Após 5 meses de isolamento, estabeleci contato online com coordenadoras pedagógicas e professoras de duas escolas apresentando minha proposta. Essas valorosas trabalhadoras da educação, usando de suas credibilidades perante as famílias, convidaram as crianças, por meio dos pais, para participarem de minha pesquisa. Em meio a esse movimento, produzi vídeos me apresentando, que foram encaminhados aos pais com o pedido de que mostrassem aos filhos. Também liguei pessoalmente para aqueles que demonstraram interesse. Para minha felicidade, 20 crianças aceitaram o convite para participar da pesquisa.

Por meio de aplicativos como Google Meet e WhatsApp ou por ligação telefônica, consegui estabelecer a interação necessária para a realização de entrevistas coletivas e produções de textos multimodais. Duas propostas de produção de textos foram apresentadas às crianças: uma era sobre a prevenção contra o coronavírus e a outra era uma retextualização a partir de um áudio do livro A vaca que botou um ovo, que foi encaminhado pelo WhatsApp. Ambas as temáticas foram realizadas no papel e também no suporte digital.

Para a produção manuscrita, fui até a casa de cada um levar um kit composto por uma caixa de lápis de cor, canetas hidrocor, lápis de grafite, borracha e um material encadernado com propostas de produção de textos e desenho. Antes de ser entregue, todo o material passou por procedimentos de higienização idênticos aos previstos nos protocolos da cidade para a entrega de atividades escolares. 

Na primeira produção digital, eles escolheram a plataforma/aplicativo que gostariam de produzir e decidiram quem seria o escriba. Depois, compartilhavam a tela do dispositivo digital que utilizavam, permitindo que eu realizasse observações de todo o processo. Na sequência, dialogavam entre eles e produziam o respectivo texto multimodal.

Já na segunda produção digital, o pesquisador foi o escriba e as produções ocorreram exclusivamente na plataforma digital Book Creator. Essa opção ocorreu para que as crianças ficassem mais livres nas escolhas e que não fossem impedidas de usar quaisquer recursos semióticos por conta de alguma dificuldade de habilidade digital. Com base no áudio da história já citada anteriormente, iniciavam a produção e apontavam ao pesquisador cada parte do texto e como deveria ser produzida.

Utilizei várias estratégias para construir um ambiente em que elas pudessem se sentir confortáveis e confiantes para conversar e produzir textos, considerando a especificidade de se realizar pesquisas com crianças. Entre essas, estão: perguntar sobre sua rotina, suas preferências, seus filmes e personagens prediletos; o uso de slides coloridos; jogo da memória para jogarem em tempo real; brincadeiras de descobrir o filme representado por emojis; brincadeira de adivinhar o desenho — fazia desenhos em um quadro interativo e elas tentavam descobrir.

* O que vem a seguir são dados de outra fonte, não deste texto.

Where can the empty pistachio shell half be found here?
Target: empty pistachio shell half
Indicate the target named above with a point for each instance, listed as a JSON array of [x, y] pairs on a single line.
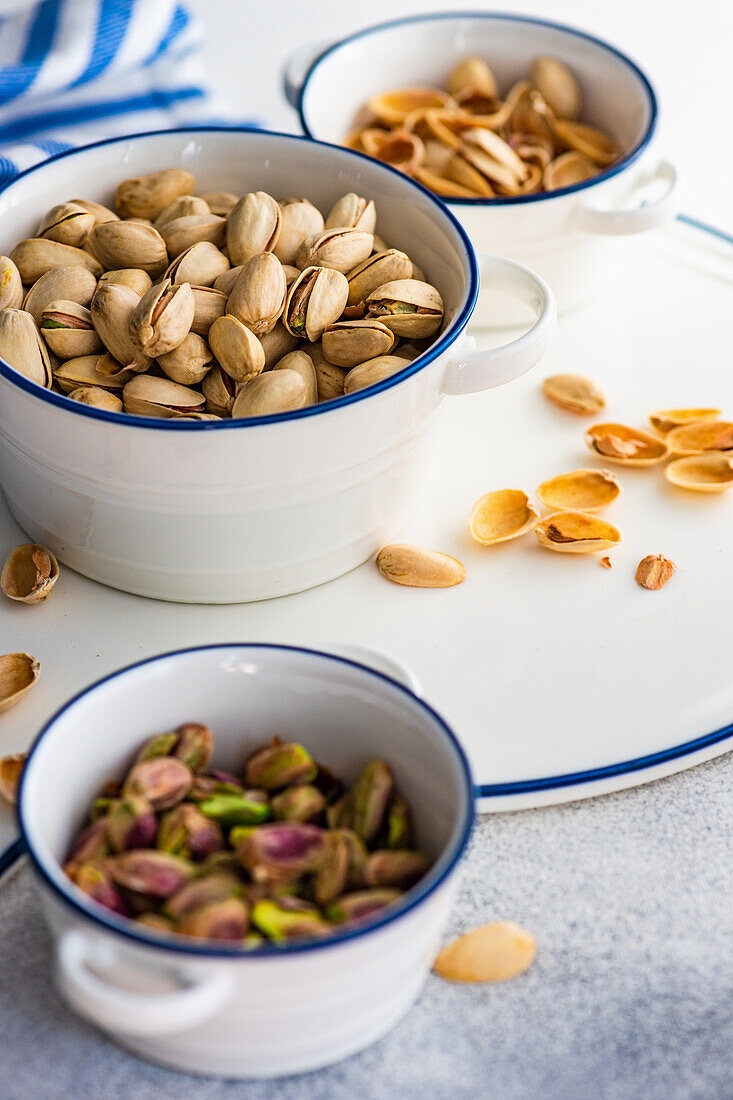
[[666, 419], [697, 438], [701, 473], [573, 393], [417, 568], [580, 490], [29, 574], [493, 953], [628, 447], [576, 532], [502, 515], [18, 674]]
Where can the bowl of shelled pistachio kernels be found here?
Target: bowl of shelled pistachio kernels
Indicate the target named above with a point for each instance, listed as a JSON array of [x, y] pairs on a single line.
[[249, 872], [219, 366], [536, 135]]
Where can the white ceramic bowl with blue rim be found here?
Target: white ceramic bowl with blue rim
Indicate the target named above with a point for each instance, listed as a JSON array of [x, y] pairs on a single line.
[[220, 512], [220, 1010], [564, 235]]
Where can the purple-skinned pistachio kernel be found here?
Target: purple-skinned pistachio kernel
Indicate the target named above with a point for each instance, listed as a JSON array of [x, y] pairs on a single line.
[[164, 781], [156, 873]]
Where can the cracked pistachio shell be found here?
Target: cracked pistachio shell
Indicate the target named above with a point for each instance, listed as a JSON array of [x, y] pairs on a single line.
[[301, 362], [341, 249], [349, 343], [145, 196], [299, 219], [29, 574], [201, 265], [97, 398], [67, 329], [372, 372], [208, 305], [22, 347], [315, 299], [237, 349], [11, 286], [271, 393], [84, 371], [354, 212], [701, 473], [69, 283], [258, 297], [162, 318], [35, 256], [146, 395], [18, 673], [129, 244], [409, 308], [133, 277], [576, 532], [381, 267], [67, 223], [580, 490], [630, 447], [189, 362], [253, 226], [502, 515]]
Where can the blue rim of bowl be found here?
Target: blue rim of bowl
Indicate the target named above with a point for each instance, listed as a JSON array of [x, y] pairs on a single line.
[[126, 927], [630, 157], [154, 424]]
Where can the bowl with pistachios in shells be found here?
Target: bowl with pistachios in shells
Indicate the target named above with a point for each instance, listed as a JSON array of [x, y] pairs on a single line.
[[537, 135], [219, 367]]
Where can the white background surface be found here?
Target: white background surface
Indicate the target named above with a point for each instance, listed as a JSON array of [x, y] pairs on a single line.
[[685, 48]]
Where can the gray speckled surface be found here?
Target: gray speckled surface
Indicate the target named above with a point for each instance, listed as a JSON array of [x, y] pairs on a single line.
[[631, 900]]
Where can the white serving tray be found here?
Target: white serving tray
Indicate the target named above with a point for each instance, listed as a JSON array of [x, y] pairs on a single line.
[[562, 679]]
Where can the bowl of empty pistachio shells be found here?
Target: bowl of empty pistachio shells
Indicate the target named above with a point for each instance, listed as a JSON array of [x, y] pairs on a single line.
[[219, 369], [536, 135], [249, 872]]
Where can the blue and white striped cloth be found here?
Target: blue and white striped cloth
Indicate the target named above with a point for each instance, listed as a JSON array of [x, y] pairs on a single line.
[[73, 72]]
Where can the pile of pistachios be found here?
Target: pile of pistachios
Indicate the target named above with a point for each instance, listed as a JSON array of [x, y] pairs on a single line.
[[199, 307], [286, 853]]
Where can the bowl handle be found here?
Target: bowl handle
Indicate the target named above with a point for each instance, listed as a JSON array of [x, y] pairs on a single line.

Por meio dos desenhos, entrevistas e produções de textos desses meninos e meninas, foi possível comprovar como esses sujeitos participam da vida social e possuem vários conhecimentos. Ficou demonstrado que eles têm uma prática digital ativa, não se limitando a um consumo passivo. A atuação dessas crianças vai além e o interesse passa pelo uso das ferramentas de pesquisa para resolver situações, escolares e não escolares; pesquisas para saber sobre a N.A.S.A; uso de tutoriais do YouTube para aprender sobre como fazer maquiagem e as unhas, bem como aprender a cozinhar e a tocar violino. Também constatei que as crianças são sujeitos atuantes em práticas de produções de textos multimodais, em contexto não escolar, mobilizando a linguagem como forma de expressarem seus gostos e sentimentos, participando de práticas comunicativas reais e não artificiais, ampliando o escopo de sua atuação sobre o mundo. O suporte digital ampliou as práticas de leitura e escrita, conforme conclui a pesquisa.  

Desde o início, meu propósito sempre foi buscar o olhar das crianças, e elas foram, de fato, sujeitos ativos na realização da pesquisa. Os vários desafios encontrados foram superados pela empolgação e força delas. Sentir essa força em um tempo tão sombrio como o da pandemia foi, pessoalmente, muito revigorante.

 

*Mestre em Educação na linha de pesquisa Educação e Linguagem pelo Programa de Pós-Graduação em Educação: Conhecimento e Inclusão Social da Faculdade de Educação da UFMG.